Unhealed wounds
Protests and rebellions cannot be transitory acts in an ongoing trauma of racism.
We are not even halfway past what is arguably the worst year in many of our lifetimes. Every week seems to bring something worse. The virus was a new wound on a tired flesh inflicted by an unseen enemy. A community that was disproportionately affected by the loss of lives and livelihood is finding an old wound gashed again.
Image source: Lorie Shaull
George Floyd, just 46 years of age, was snuffed out of his life by a member of the very same institution that is chartered with protecting the life of its citizens. A smoldering rage erupts inside many of us when we see this seemingly senseless act in the context of many such happenings in the weeks past.
Black Americans are disproportionately killed by law enforcement in the US. They are 2.5 times more likely to die in the hands of the police as a white American.
It is over 27 years since the grainy video of the Rodney King beatings set off several days of looting and violence in Los Angeles. Citizen video recordings were unheard of in the early nineties and this unique capture unleashed a torrent of emotions- anger and rage at continuing injustice. I had not even set foot in the US but the happenings resonated several thousand miles away casting a doubt on what a progressive nation means.
Having grown up on a western diet of the importance of human rights and the inhumanity of the caste system, it was jarring that the most powerful country in the world exemplified the very same parochial precepts that it sought to wipe out outside of its borders.
While technology has progressed to capture anything anywhere in an unprecedented level of detail, the lives of those captured, often in the choking clasp of the law and its enforcers, are perpetually stuck in the misery of a bygone century.
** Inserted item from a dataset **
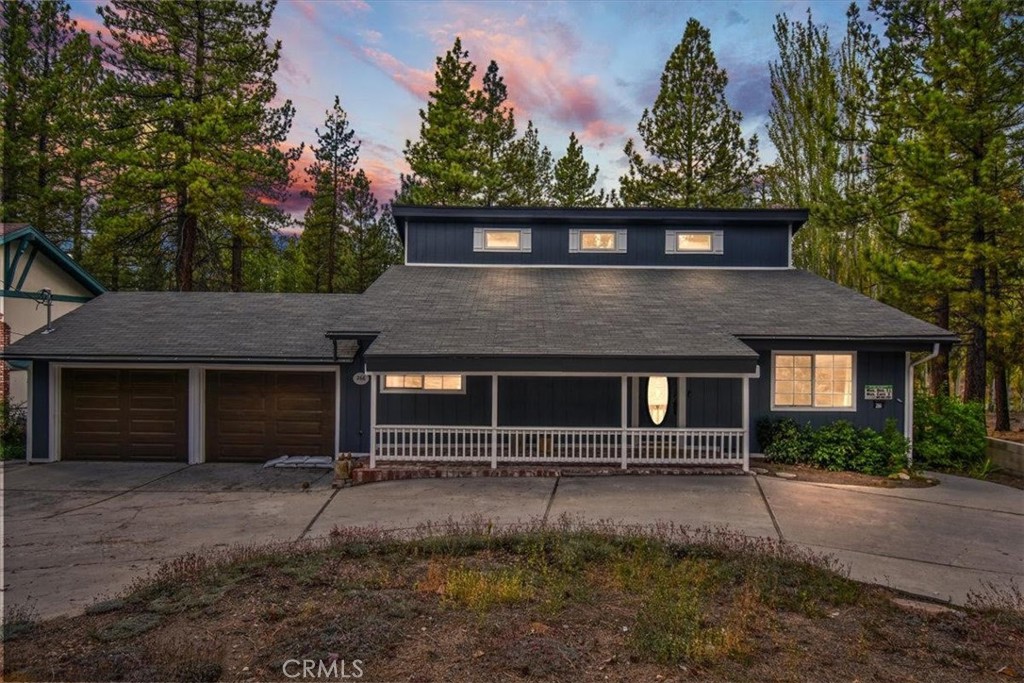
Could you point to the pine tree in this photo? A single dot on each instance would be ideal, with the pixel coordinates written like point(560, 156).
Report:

The social world creates awareness with hashtags, but outrage dissipates with time, forgotten, as the curtain is drawn and a seeming sense of normalcy returns. We go back to our keyboards and comfort ourselves cocooned in a temporary expression of empathy. The system lives on, unchanged, or worse for people of color.
The instant catalogs of videos of unrest and riots, in tweets and its unrolls, capture the emotion of a country caught in chaotic times. But can we channel this into concrete corrective action?
How long do we need such honoring hashtags?
The elevation of an erudite black individual to the highest position in the country does not balance the daily injustice to millions at the hands of the resentful. In a vast country with varying degrees of awareness and education, people left behind are both victims and perpetrators.
“Why doesn’t America love us?” tweeted Lebron James, echoing possibly the painful longing to be accepted as equals in this day and age, a day when the country launched a reusable rocket into space. The reality is that half of America is still stuck in the sixties, disconnected and threatened by the rapid changes in society and technology.
When Colin Kapernick protested against police brutality he took a knee. He was protesting against systematic abuse, It is bizarre that a sports league that depends on the daily exposition of athletic prowess of gifted individuals refused to acknowledge the very injustice to the friends and families of those who brought in the money for its owners. Somehow this was normal and we continued to cheer touchdowns and turnovers, as Kapernick became a footnote in our collective memory. And then it happened again. This time the knee was on the neck.
Protests and rebellions cannot be transitory acts in an ongoing trauma of racism.
Whatever we are doing is not working. We need to find a new way. We can’t just be talking to ourselves on the coasts and the cities on Twitter and Facebook. We need a unified bi-partisan governance, at the federal, state and local levels, to rise up to the crises and mend the broken pathways to peace. We need leaders who can address and heal ALL the citizens of the nation collectively, not just to their narrow faction. The future of our kids depends on the bridge across this vast divide.